Open Source Publishing

External Packages

External Packages

The vast collection of available software is one core strenght of Python. The standard library is extensive and covers a wide range of functionalities, but it does not encompass everything a developer might need.

External packages like numpy, pandas, scipy, or scikit-learn not only

  • save development time extending Python's capabilities, but also
  • provide optimized and well-tested functionalities, enhancing overall productivity.

💡 Do not reinvent the wheel, use external packages!

External Packages

⚠️ In what follow by "package" we refer to "distribution package" as a collection of software to be installed. This is different from an "import package" which is a container of modules. For more details, read this discussion.

⚠️ In the following we assume Python to be version 3.4 or above. If not, some details might change.

External Packages

Installing External Packages

The simple way to install an external package is via pip, Python's official package installer.
pip comes bundled with Python and is the standard way to install packages from the Python Package Index (PyPI).

Ensure that pip is available:

python3 -m pip --version

😭 Not the case? Check here.

External Packages
pip install numpy

The above download from PyPI and installs

  • the latest compatible version of numpy and
  • all its dependencies

in a "global" location (e.g. in /usr/lib/).

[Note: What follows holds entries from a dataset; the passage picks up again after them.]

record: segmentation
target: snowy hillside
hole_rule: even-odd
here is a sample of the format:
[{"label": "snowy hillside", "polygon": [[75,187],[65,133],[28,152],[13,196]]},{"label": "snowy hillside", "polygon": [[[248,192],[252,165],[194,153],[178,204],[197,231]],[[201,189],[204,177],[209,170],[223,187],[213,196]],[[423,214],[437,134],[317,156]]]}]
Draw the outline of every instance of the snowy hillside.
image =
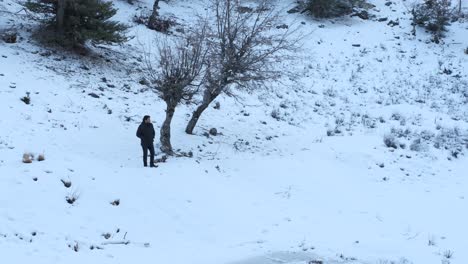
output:
[{"label": "snowy hillside", "polygon": [[[220,97],[195,135],[181,106],[172,144],[193,157],[150,169],[135,132],[165,104],[140,80],[163,35],[132,18],[152,1],[114,1],[133,38],[82,56],[0,0],[20,36],[0,41],[0,263],[468,263],[468,23],[434,44],[410,1],[370,2],[369,20],[316,20],[279,1],[305,36],[278,62],[298,77]],[[189,26],[207,3],[160,12]]]}]

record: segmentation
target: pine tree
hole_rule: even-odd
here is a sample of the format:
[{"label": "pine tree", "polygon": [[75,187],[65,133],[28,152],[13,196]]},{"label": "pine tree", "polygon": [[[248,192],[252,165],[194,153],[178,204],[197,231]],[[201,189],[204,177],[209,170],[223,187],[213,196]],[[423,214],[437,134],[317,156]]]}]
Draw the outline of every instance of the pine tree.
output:
[{"label": "pine tree", "polygon": [[117,13],[112,2],[101,0],[29,0],[25,6],[44,15],[44,26],[52,39],[63,46],[121,43],[127,26],[109,20]]},{"label": "pine tree", "polygon": [[453,17],[450,0],[425,0],[413,7],[413,24],[425,27],[439,43]]},{"label": "pine tree", "polygon": [[339,17],[353,11],[355,0],[307,0],[306,10],[318,18]]}]

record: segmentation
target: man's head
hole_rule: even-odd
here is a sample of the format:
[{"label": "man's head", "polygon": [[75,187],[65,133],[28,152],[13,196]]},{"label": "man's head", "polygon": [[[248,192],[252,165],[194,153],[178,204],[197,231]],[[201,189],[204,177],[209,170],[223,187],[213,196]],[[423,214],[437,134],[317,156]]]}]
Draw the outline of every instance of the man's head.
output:
[{"label": "man's head", "polygon": [[145,117],[143,117],[143,123],[151,123],[151,117],[149,115],[145,115]]}]

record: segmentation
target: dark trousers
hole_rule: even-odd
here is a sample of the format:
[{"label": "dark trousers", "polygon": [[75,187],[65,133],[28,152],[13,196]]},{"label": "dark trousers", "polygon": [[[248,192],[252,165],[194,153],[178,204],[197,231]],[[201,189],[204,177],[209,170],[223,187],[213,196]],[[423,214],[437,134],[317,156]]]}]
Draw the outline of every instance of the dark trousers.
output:
[{"label": "dark trousers", "polygon": [[148,150],[150,151],[150,166],[154,166],[154,145],[141,145],[143,148],[143,165],[148,166]]}]

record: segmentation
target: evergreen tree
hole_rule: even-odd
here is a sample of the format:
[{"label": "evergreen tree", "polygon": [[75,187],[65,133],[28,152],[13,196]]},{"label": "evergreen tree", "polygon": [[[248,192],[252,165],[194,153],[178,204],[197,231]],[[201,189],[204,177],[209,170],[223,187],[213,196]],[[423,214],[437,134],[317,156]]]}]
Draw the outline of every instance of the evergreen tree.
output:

⚠️ In shared environment users might not have the permission for "global" installation. Installing packages in user mode with the --user flag avoids this issue:

pip install --user numpy
External Packages

If a specific version is required:

pip install numpy==1.26.2

Or a range of versions:

pip install "numpy>=1.20,<2"

💡 When installing a package, pip takes care of its dependencies for you!

External Packages

Once installed, a package can be upgraded:

pip install --upgrade numpy

or uninstalled:

pip uninstall numpy

To list all the installed packages:

pip list
Virtual Environments

Virtual Environments

Packages might have dependencies to other packages, usually with strict version requirements. When installing multiple packages, version conflicts in the dependencies can arise.

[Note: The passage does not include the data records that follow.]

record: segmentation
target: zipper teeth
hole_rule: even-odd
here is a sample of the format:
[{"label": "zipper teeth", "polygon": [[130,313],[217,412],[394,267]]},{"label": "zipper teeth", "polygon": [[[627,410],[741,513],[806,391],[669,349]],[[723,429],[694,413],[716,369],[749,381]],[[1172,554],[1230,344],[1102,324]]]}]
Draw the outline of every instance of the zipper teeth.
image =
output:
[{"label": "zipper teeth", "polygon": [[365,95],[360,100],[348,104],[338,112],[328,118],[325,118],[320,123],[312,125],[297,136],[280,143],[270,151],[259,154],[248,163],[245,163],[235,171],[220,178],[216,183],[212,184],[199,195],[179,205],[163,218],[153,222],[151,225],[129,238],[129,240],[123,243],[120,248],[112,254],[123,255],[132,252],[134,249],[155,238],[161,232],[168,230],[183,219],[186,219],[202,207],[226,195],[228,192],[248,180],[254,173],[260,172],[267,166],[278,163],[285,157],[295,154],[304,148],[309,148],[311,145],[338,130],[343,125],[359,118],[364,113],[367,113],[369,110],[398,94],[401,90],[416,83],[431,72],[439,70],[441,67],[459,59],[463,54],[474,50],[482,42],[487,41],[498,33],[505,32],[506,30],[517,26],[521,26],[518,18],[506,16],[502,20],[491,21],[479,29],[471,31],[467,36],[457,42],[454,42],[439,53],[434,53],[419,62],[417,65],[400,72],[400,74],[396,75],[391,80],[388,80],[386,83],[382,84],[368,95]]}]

Virtual environments are extremly helpful when working on multiple projects, as they manage project-specific dependencies.

By isolating your project's requirements, virtual environments

  • prevent version conflicts with other projects
  • enhance reproducibility of the results
  • simplify maintaining and managing dependencies
  • improve portability of your software stack
Virtual Environments

With the built-in venv module, creating a virtual environment extremely easy:

python3 -m venv myenv

The command will create a myenv directory in the current directory which will be used as installation location.

💡 You can also specify a different location:

python3 -m venv /path/to/myenv

💡 There are other external tools for dependecy management: poetry and conda are popular ones. For simplicity, the course focuses only on the combination of pip and venv.

Virtual Environments

Once created, the environment can be activated with

$ source myenv/bin/activate

💡 On activation (myenv) will be appear next to your promt

Inside a virtual environment packages can be managed with pip normally:

(myenv)$ pip install pkg1 pkg2==0.0.1 "pkg3>1,<2"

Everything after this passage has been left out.